MS: Yes, but for me what is called political is something that gives simple answers to complicated questions. Like a leaflet, like a manifesto. This is good and this is bad… The film is not political in the sense that we don’t have answers — we’re just putting the situation out there and asking people to think about it themselves.

iW: Wouldn’t Iranians consider “Persepolis” a negative portrait of their country? Despite the fact that the educated, leftist family you portray is sympathetic. It’s truly scary, the social police who stop women with lipstick on the street…

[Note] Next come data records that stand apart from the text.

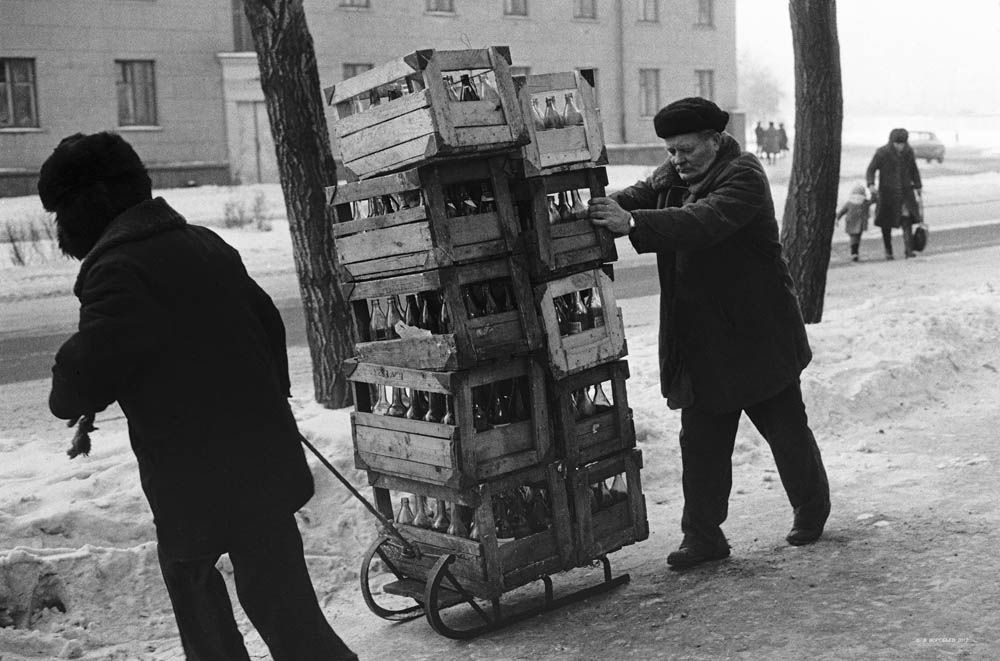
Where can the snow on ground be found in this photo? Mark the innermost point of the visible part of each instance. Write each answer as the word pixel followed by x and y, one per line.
pixel 78 571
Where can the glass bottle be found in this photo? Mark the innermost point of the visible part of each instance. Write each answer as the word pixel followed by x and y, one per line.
pixel 420 517
pixel 441 520
pixel 500 410
pixel 405 514
pixel 601 401
pixel 376 321
pixel 468 90
pixel 554 216
pixel 536 116
pixel 471 306
pixel 619 491
pixel 577 207
pixel 581 312
pixel 394 318
pixel 487 92
pixel 571 114
pixel 585 404
pixel 553 120
pixel 397 409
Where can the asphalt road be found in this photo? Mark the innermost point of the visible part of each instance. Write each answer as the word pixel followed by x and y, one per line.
pixel 27 356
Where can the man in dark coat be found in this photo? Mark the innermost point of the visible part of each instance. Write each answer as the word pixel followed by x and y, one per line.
pixel 731 333
pixel 898 188
pixel 174 329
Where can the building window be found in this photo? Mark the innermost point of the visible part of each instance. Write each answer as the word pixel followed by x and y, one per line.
pixel 136 93
pixel 242 39
pixel 705 84
pixel 515 7
pixel 18 107
pixel 706 12
pixel 650 11
pixel 649 92
pixel 585 9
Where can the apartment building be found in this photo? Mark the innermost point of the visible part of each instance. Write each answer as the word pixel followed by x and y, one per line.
pixel 179 78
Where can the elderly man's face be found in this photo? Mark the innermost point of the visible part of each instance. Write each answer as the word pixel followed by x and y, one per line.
pixel 692 153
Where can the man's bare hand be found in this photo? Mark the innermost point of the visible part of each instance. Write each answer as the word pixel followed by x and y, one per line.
pixel 605 212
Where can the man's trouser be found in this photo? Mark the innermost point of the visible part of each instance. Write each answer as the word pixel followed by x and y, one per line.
pixel 707 441
pixel 273 586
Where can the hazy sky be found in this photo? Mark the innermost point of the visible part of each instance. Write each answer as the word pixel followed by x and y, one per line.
pixel 897 56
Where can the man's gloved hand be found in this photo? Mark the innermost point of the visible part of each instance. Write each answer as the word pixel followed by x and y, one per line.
pixel 81 438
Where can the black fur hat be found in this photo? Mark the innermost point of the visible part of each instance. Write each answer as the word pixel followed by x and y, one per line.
pixel 690 115
pixel 81 160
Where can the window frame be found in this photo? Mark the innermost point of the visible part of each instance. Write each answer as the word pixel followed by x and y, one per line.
pixel 578 10
pixel 644 15
pixel 701 75
pixel 509 7
pixel 132 87
pixel 10 93
pixel 706 13
pixel 647 109
pixel 431 6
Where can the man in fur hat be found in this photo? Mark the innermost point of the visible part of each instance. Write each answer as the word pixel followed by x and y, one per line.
pixel 193 350
pixel 732 338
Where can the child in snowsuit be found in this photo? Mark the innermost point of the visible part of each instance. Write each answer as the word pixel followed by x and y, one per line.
pixel 855 211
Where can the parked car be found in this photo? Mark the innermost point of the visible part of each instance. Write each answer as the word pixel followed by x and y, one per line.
pixel 926 145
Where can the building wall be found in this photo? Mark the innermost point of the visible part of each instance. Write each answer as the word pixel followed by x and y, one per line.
pixel 75 44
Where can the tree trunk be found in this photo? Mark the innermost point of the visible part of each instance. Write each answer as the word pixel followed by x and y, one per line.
pixel 290 80
pixel 807 227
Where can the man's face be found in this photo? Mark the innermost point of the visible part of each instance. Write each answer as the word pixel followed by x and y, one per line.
pixel 692 154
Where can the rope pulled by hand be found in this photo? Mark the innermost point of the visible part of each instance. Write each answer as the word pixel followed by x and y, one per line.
pixel 81 437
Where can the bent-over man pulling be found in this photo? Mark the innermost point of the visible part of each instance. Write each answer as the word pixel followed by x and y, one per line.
pixel 732 339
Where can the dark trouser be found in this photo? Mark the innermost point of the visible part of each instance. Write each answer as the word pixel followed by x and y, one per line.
pixel 273 587
pixel 707 441
pixel 907 237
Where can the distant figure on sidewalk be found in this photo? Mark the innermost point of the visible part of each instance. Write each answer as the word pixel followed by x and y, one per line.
pixel 855 212
pixel 174 330
pixel 771 145
pixel 782 139
pixel 898 188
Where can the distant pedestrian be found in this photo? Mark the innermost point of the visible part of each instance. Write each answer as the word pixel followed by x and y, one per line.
pixel 759 135
pixel 855 213
pixel 771 147
pixel 898 189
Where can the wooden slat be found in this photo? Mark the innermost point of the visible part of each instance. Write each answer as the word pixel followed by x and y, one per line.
pixel 386 111
pixel 404 445
pixel 366 80
pixel 401 217
pixel 380 137
pixel 388 242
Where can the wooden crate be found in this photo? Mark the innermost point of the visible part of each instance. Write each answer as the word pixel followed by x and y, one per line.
pixel 424 123
pixel 489 566
pixel 600 527
pixel 453 455
pixel 572 353
pixel 425 235
pixel 566 246
pixel 554 149
pixel 586 433
pixel 512 329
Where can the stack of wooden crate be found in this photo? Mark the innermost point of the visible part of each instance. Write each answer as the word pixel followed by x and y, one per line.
pixel 468 392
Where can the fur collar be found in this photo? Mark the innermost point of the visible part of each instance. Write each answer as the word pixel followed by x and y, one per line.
pixel 665 176
pixel 139 222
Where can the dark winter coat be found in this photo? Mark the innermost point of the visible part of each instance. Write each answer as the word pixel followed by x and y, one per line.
pixel 898 177
pixel 731 333
pixel 174 329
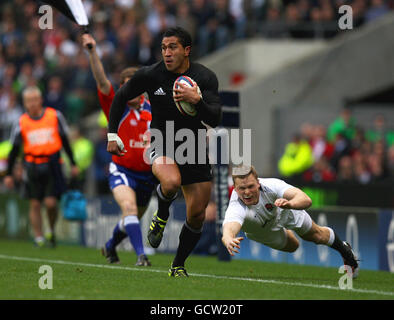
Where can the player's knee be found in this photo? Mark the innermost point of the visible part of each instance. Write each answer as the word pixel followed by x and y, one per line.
pixel 196 220
pixel 128 207
pixel 170 185
pixel 51 203
pixel 318 238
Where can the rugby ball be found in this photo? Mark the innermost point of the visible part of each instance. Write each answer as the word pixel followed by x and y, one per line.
pixel 184 107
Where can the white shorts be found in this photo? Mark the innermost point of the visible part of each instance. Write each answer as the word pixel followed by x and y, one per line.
pixel 274 235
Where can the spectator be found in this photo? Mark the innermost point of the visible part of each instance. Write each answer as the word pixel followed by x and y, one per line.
pixel 345 125
pixel 184 18
pixel 380 132
pixel 296 158
pixel 215 34
pixel 321 171
pixel 8 116
pixel 390 162
pixel 345 169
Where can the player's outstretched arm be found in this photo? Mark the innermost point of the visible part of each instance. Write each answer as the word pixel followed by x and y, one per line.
pixel 102 81
pixel 294 198
pixel 230 239
pixel 209 107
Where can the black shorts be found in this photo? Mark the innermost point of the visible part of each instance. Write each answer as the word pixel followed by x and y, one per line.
pixel 44 180
pixel 190 173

MS: Yes, but you have guys here, you know, who go in front of hospitals to stop abortion. For me George Bush is just as scary, if not more. Because he doesn’t look like a scary guy, because he’s shaved and he has a tie on. But he’s a real fanatic — a fanatic by definition is the one who says, if you are not with me, you are against me, and that’s exactly the position he takes. The mullahs in my country, it’s obvious. But a guy who says I am the president of the biggest secular democracy in the world and asks people to read the Bible and make crusades and says he’s God’s best friend — this guy is even more scary because you don’t see it at the beginning.

iW: Still, he doesn’t have the same day-to-day impact on people’s lives like in your film the police stop people from having a party.

MS: Yes, but Bush can go and kill thousands of Iraqis every day. By making people believe they are the enemy, and not human beings any more. If evil has an address, a nationality, you can exterminate all of them. This is fascism. But evil is international and the fanatic is international and universal. There is no difference between a Muslim fanatic, a Christian fanatic, even a secular fanatic.